Number of different 2 × 2 symmetric matrices with elements being either 0 or 1 is: 

Concept:- Number of different n × n symmetric matrices with each element being 0 or 1 is equal to \({2^{\frac{{n\left( {n + 1} \right)}}{2}}}\)

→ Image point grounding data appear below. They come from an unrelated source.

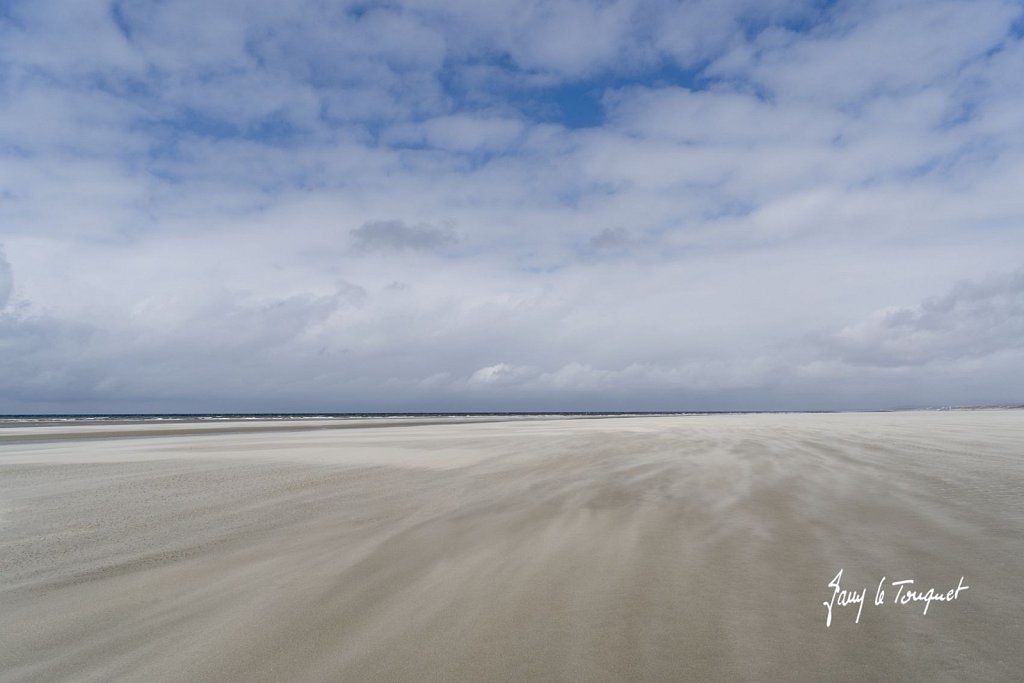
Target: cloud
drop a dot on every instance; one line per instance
(609, 238)
(672, 204)
(397, 236)
(6, 280)
(974, 319)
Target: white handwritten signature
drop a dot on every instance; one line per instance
(842, 597)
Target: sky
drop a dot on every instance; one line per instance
(512, 205)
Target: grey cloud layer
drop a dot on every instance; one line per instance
(230, 191)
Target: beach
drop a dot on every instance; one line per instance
(660, 548)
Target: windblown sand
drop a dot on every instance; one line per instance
(656, 548)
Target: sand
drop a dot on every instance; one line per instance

Eg. For n = 1 possible matrices [0], [1] only 2 matrices are possible

For n = 2

 \(\left[ {\begin{array}{*{20}{c}} 0&0\\ 0&0 \end{array}} \right]\), \(\left[ {\begin{array}{*{20}{c}} 1&0\\ 0&0 \end{array}} \right]\),\(\left[ {\begin{array}{*{20}{c}} 0&1\\ 0&0 \end{array}} \right]\), \(\left[ {\begin{array}{*{20}{c}} 0&0\\ 1&0 \end{array}} \right]\), \(\left[ {\begin{array}{*{20}{c}} 0&0\\ 0&1 \end{array}} \right]\), \(\left[ {\begin{array}{*{20}{c}} 1&1\\ 0&0 \end{array}} \right]\), \(\left[ {\begin{array}{*{20}{c}} 1&0\\ 1&0 \end{array}} \right]\), \(\left[ {\begin{array}{*{20}{c}} 0&1\\ 0&1 \end{array}} \right]\), \(\left[ {\begin{array}{*{20}{c}} 0&0\\ 1&1 \end{array}} \right]\), \(\left[ {\begin{array}{*{20}{c}} 1&0\\ 0&1 \end{array}} \right]\), \(\left[ {\begin{array}{*{20}{c}} 0&1\\ 1&0 \end{array}} \right]\), \(\left[ {\begin{array}{*{20}{c}} 1&1\\ 1&0 \end{array}} \right]\), \(\left[ {\begin{array}{*{20}{c}} 1&0\\ 1&1 \end{array}} \right]\), \(\left[ {\begin{array}{*{20}{c}} 0&1\\ 1&1 \end{array}} \right]\), \(\left[ {\begin{array}{*{20}{c}} 1&1\\ 0&1 \end{array}} \right]\), \(\left[ {\begin{array}{*{20}{c}} 1&1\\ 1&1 \end{array}} \right]\)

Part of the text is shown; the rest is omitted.